Aucklanders viewing properties elsewhere
27th Jun
It is a mixed bag for New Zealand’s economy as 2014 draws to a close.
Housing, in Auckland anyway, is booming with reports of house prices rising at “eye-watering rates” according to valuers QV.
The Herald on Sunday reported this week that one in five suburbs had a median house price of $1million or over, 13 in total up from three in 2009.
Major banks have reported home owners remortgaging their houses and using the money for a range of things including home improvements, new cars, boats and a holiday home.
Property website RealEstate.co.nz recently reported a surge in interest from buyers for properties in traditional holiday-home towns such as Whangamata, indicating perhaps the Auckland boom was spreading.
Added to that a continued drop in petrol prices it might seem as if the year had ended on a high.
The party has been slightly ruined by weaker commodity prices, particularly timber and the all important dairy. Add in the Canterbury rebuild coming to an end and the picture so not so rosy.
A report released recently backed up it could be a challenging year for the economy.

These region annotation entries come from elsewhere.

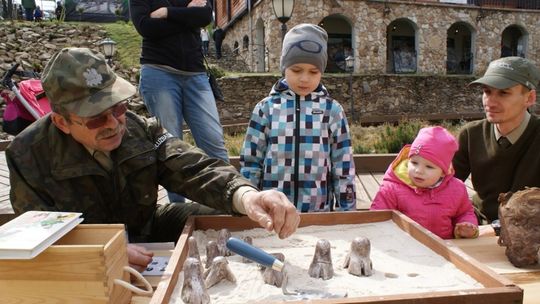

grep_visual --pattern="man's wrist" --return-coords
[233,186,258,214]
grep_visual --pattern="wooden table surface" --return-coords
[447,236,540,304]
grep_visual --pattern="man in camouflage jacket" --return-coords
[6,48,299,269]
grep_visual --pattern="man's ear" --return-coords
[51,112,71,134]
[527,90,536,107]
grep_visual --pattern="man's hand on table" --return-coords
[127,244,154,272]
[241,190,300,239]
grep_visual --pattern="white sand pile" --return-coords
[171,221,482,304]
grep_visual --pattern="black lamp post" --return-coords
[272,0,294,42]
[345,56,354,121]
[99,38,116,65]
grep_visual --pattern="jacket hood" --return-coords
[408,127,458,175]
[384,145,453,191]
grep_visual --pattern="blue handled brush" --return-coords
[226,237,347,300]
[227,237,283,271]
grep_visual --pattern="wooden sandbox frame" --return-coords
[150,211,523,304]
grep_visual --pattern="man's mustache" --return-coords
[96,124,124,140]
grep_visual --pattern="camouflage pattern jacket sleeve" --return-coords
[6,112,255,233]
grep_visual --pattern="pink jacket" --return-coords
[371,145,478,239]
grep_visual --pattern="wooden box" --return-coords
[150,211,523,304]
[0,224,131,304]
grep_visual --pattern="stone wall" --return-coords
[218,75,483,124]
[224,0,540,75]
[0,22,536,132]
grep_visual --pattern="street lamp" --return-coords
[272,0,294,42]
[345,55,354,121]
[99,38,116,65]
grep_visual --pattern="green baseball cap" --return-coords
[470,57,540,90]
[41,48,136,117]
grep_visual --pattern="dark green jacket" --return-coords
[452,115,540,221]
[6,112,251,235]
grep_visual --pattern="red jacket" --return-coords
[371,145,478,239]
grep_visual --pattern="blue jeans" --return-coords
[139,65,229,202]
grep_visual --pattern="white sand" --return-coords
[171,221,482,304]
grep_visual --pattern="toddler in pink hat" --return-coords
[371,126,478,239]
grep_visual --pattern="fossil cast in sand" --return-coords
[217,229,231,256]
[204,241,219,268]
[204,256,236,288]
[308,239,334,280]
[182,257,210,304]
[261,252,285,287]
[343,236,373,277]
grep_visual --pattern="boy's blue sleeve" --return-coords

The NZIER Consensus and Forecast is an average of economic forecasts from a quarterly survey of financial and economic agencies including the major banks, Treasury and the Reserve Bank.
The report said the economy next year was facing a number of pressures and predicted economic growth would slow to around 3 per cent. It also said household spending would drop into the year, but it predicted a rise in commodity prices.
The report forecast a rebound in exports that would offset the weakened domestic economy.
The predicted hike in interest rates didn’t happen in 2014, and the forecast said they would remain lower for longer, which was likely to continue to fuel Auckland’s rapidly overheating property market.
For most people though the economy will take second place after Christmas as they head away for summer – if it ever arrives – and enjoy some time off. The economic issues will always be there when they get back.